Oh, and when factories began moving south and then out of the country and farmers began going bankrupt (remember Farm-Aid) those workers blamed everyone but those responsible for their reduced circumstances. Reagan was their friend while his sponsors ripped off the working class. And they doubled down on religion — because when life sucks, praying to a magic being makes one feel better about how much life sucks.
I tend to agree with you, but as I said, I have no personal experience. I did live in a large housing development in a rural county in Virgina, but there I was a “damnyankee”, so it’s different from the midwest.
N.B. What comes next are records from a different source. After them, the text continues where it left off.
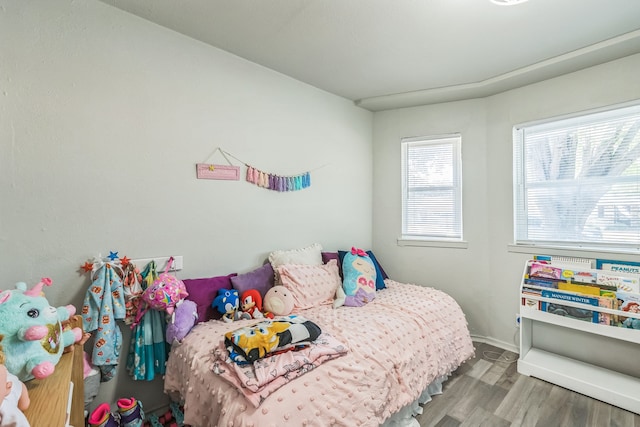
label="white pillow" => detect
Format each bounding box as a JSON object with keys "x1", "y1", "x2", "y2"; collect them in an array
[
  {"x1": 269, "y1": 243, "x2": 323, "y2": 271},
  {"x1": 269, "y1": 243, "x2": 324, "y2": 285}
]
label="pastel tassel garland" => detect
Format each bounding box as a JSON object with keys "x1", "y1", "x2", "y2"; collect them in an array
[{"x1": 246, "y1": 165, "x2": 311, "y2": 192}]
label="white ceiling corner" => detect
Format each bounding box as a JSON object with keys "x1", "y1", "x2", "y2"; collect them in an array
[{"x1": 102, "y1": 0, "x2": 640, "y2": 111}]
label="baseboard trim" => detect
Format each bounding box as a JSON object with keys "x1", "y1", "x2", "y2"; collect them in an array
[{"x1": 471, "y1": 334, "x2": 520, "y2": 353}]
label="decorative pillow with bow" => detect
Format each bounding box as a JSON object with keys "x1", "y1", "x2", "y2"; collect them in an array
[{"x1": 333, "y1": 248, "x2": 376, "y2": 308}]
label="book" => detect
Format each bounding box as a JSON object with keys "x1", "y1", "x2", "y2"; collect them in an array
[
  {"x1": 541, "y1": 289, "x2": 600, "y2": 323},
  {"x1": 521, "y1": 287, "x2": 542, "y2": 310},
  {"x1": 616, "y1": 292, "x2": 640, "y2": 322},
  {"x1": 529, "y1": 262, "x2": 562, "y2": 280},
  {"x1": 524, "y1": 278, "x2": 559, "y2": 289},
  {"x1": 596, "y1": 270, "x2": 640, "y2": 293},
  {"x1": 596, "y1": 259, "x2": 640, "y2": 275},
  {"x1": 598, "y1": 296, "x2": 616, "y2": 325},
  {"x1": 562, "y1": 269, "x2": 597, "y2": 284},
  {"x1": 558, "y1": 282, "x2": 600, "y2": 296}
]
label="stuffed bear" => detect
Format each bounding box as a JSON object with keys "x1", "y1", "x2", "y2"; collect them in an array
[
  {"x1": 0, "y1": 278, "x2": 82, "y2": 381},
  {"x1": 262, "y1": 286, "x2": 294, "y2": 317},
  {"x1": 211, "y1": 289, "x2": 251, "y2": 322}
]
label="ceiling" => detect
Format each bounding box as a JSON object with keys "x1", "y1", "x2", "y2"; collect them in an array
[{"x1": 102, "y1": 0, "x2": 640, "y2": 111}]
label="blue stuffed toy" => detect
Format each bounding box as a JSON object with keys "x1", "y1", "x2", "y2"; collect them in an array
[
  {"x1": 211, "y1": 289, "x2": 251, "y2": 322},
  {"x1": 0, "y1": 278, "x2": 82, "y2": 381}
]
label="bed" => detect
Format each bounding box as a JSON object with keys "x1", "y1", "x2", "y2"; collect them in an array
[{"x1": 164, "y1": 279, "x2": 474, "y2": 427}]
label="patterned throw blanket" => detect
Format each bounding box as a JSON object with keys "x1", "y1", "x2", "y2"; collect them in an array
[
  {"x1": 211, "y1": 333, "x2": 347, "y2": 408},
  {"x1": 224, "y1": 314, "x2": 322, "y2": 364}
]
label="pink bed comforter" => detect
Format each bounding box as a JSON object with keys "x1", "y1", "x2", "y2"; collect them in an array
[{"x1": 164, "y1": 279, "x2": 474, "y2": 427}]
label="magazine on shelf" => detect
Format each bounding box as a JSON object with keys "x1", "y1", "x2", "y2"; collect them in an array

Even there, there were honest working men who weren’t prejudiced against blacks OR yankees. There were religious but not bible-thumping fanatics. Some did vote Democratic. We once had a Democratic Congressman,who came in with Carter, but he was swept out in the 1978 mid-term.
Harry S. Truman, May 17, 1952. (Could have been written yesterday.)
But how I wish he’d demanded repeal of Taft-Hartley after the Democratic Party got rid of the so-called “do nothing Congress.”
A dKos diary worth reading and sharing Surreal Ending to the CA17 Race. One background note. The CA open primary led to the incumbent Mike Honda running against a Silicon Valley tech community Democrat, Ro Khanna. Honda is one of the good guys. Yet it was an uphill battle for him against some big money and heavyweight forces:
Might be the only working class activists and twitter win of the election cycle.
A side note to CA17 that I’ve been thinking about wrt what is important over the remainder of Obama’s term. It’s Net Neutrality. Without this, Honda may not have won. Without this, the lessons of his winning campaign will be ever so much more difficult to replicate.
Check out how many of those candidates, even those that won, underperformed their pre-election polling numbers.